Our daughter has always had a slow-to-warm temperament, needing extra time to transition into new environments. The newer the place, person or activity the longer it takes her to warm up (and down). I am also the same way. It has been very fascinating to learn more about this at parenting classes, because it has helped me to be much more effective at dealing with my own behavior as well as hers.
While my husband and I are keenly attuned to our daughter's needs, we try very hard not to baby her. We value independence and make a concerted effort to help her help herself. Little by little she has learned to reach out and make these transitions on her own. It has helped to talk with her about a new (or not so new) place ahead of time, but not too much. She can get anxious hearing too much information. Sometimes doing something to prepare ahead of time is comforting, like choosing clothes a few days before or making cards to give to special friends, etc. It doesn't matter if she ends up using them or not--it's just the act that gets her motivated and gives her some control.
We've also learned it helps if she can make a connection with something in her new environment--a familiar toy, a child her size, a kind and patient adult. This can be just the thing to encourage her to participate. At first we had to identify these things for her, but as she grows she's doing it more herself. Now she feels more comfortable expressing herself; she's actually very demonstrative, and loves to dance, sing, and play-act.
In fact, over the past few months she has actually started bounding away from us to go play in unfamiliar large group settings with little or no encouragement. To parents of a child with an easy temperament this may be an everyday thing; to us it was astonishing!
Despite her progress in adapting, we are still having problems with separation anxiety at school. She started Montessori two years ago and loved it. Last year we switched her to a new Montessori and they moved her up to preK/Kindergarten. Most of the kids were 1-2 years older. There were 30 kids with 4 teachers. She liked the work but had a hard time adjusting socially & emotionally. Next year we're moving her to a preK/K class there that has fewer kids, more laid-back teachers, and eases into academics more slowly. We're also trying to keep a more simple, consistent routine. However, it's hard since none of us are really that routine-oriented.

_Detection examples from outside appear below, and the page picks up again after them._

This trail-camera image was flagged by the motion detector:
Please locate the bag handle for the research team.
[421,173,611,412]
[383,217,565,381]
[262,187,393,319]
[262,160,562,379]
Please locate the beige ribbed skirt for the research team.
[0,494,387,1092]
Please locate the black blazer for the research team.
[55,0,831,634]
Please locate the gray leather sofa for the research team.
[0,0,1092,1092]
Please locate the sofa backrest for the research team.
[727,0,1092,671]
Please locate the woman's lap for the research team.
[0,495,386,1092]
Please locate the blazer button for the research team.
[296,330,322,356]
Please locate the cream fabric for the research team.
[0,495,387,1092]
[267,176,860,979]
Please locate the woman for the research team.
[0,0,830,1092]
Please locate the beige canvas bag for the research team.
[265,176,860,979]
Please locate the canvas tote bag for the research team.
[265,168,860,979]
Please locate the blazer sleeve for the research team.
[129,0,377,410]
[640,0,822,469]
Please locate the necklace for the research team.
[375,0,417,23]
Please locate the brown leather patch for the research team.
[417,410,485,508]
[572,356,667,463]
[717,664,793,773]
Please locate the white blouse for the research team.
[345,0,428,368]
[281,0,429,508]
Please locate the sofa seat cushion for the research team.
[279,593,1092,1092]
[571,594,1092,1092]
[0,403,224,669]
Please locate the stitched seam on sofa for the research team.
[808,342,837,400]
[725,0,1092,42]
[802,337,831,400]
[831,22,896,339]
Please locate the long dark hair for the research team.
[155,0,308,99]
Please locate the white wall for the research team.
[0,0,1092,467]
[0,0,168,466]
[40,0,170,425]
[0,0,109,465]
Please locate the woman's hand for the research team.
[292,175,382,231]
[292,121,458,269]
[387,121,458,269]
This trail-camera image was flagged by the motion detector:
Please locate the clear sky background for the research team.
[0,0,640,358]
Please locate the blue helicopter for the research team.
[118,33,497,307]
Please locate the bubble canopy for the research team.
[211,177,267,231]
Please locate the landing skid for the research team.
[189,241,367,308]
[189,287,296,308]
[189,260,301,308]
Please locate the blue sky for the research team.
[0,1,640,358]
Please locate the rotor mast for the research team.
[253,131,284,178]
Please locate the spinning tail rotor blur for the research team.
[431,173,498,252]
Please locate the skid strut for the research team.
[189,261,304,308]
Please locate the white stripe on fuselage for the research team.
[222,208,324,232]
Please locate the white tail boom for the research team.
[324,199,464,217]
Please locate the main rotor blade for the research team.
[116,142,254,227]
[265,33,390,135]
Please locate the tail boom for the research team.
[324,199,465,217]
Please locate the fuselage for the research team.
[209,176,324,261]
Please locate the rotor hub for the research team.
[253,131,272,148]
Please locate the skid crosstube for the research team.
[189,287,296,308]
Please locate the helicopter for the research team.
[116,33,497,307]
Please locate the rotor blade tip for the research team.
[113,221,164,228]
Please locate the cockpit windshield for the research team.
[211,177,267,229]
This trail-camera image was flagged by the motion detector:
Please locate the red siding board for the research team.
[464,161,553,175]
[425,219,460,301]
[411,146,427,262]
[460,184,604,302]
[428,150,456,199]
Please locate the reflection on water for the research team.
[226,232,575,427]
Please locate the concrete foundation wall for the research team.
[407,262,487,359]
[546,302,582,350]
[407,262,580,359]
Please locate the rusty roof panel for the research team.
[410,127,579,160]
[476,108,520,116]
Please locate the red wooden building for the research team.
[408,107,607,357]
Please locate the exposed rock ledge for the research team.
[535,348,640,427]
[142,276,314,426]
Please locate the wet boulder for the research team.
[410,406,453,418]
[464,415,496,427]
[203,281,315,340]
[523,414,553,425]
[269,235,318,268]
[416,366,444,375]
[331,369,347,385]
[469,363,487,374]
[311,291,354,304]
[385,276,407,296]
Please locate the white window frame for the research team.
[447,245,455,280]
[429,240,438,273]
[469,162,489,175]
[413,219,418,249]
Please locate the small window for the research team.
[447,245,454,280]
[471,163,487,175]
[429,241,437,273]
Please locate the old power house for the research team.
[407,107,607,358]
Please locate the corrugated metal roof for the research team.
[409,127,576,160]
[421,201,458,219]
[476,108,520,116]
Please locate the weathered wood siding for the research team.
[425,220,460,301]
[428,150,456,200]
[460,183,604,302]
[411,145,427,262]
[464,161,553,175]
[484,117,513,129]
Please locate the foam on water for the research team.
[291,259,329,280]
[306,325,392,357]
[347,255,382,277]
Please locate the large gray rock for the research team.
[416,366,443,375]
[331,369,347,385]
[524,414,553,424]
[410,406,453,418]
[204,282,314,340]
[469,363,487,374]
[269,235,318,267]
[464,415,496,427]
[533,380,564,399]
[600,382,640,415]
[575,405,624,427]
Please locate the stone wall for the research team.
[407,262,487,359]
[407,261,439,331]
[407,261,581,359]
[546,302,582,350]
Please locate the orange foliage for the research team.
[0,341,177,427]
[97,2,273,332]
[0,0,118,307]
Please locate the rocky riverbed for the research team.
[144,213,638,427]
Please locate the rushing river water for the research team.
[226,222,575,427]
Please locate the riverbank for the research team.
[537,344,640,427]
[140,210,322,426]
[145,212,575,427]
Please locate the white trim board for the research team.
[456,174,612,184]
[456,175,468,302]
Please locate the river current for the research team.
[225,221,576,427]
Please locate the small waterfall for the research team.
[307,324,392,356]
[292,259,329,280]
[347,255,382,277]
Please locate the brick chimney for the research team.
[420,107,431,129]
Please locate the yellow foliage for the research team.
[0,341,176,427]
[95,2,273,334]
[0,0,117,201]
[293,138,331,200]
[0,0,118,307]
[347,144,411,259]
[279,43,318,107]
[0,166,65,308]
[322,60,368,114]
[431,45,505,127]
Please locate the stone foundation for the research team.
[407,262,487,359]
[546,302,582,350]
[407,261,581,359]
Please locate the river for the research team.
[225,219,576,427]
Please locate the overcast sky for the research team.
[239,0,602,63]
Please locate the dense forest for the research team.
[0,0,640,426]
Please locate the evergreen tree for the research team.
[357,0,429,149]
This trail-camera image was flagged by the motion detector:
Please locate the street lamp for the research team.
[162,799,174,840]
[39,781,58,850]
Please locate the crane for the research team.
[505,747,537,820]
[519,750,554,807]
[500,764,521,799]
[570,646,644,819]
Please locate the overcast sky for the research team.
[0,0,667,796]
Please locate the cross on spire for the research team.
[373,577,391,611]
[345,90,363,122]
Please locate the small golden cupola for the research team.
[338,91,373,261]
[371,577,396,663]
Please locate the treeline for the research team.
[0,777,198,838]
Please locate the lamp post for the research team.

The last year has also been tough because I was hospitalized for a manic episode (I have bipolar disorder). Recently, I went out of town to help my mother get settled into an assisted living facility and it didn't go well. She also has bipolar. Our daughter seems to really pick up on my stress and hangs on me just when I need space. When she's anxious (which is quite often)she wants to stay home and says her tummy hurts. What about taking her to a child psychologist for more insight about her anxiety and the bipolar factor?
It is certainly a reasonable option to seek professional help, but to be frank with you I'm not enthusiastic about guiding you in that direction. Why? Because your daughter actually seems to be adapting well. You are clearly quite empathic and understanding with her, and you don't permit her to derive secondary gains from her reticence. While you'll have to monitor her as the years go on because of the genetic vulnerability she might have to developing bipolar disorder, there's no indication at this point that she is displaying symptoms of such. In your role as parent you can help her to see the connection between her somatic symptoms and her worry, while at the same time not allowing those same symptoms to interrupt her mastery of the daily demands of a four-year-old. If you discern that your daughter's anxiety is an impediment to managing her day-to-day situations at home, in school or with peers, therapy might be useful, but at this point my sense is that it is premature to seek therapy.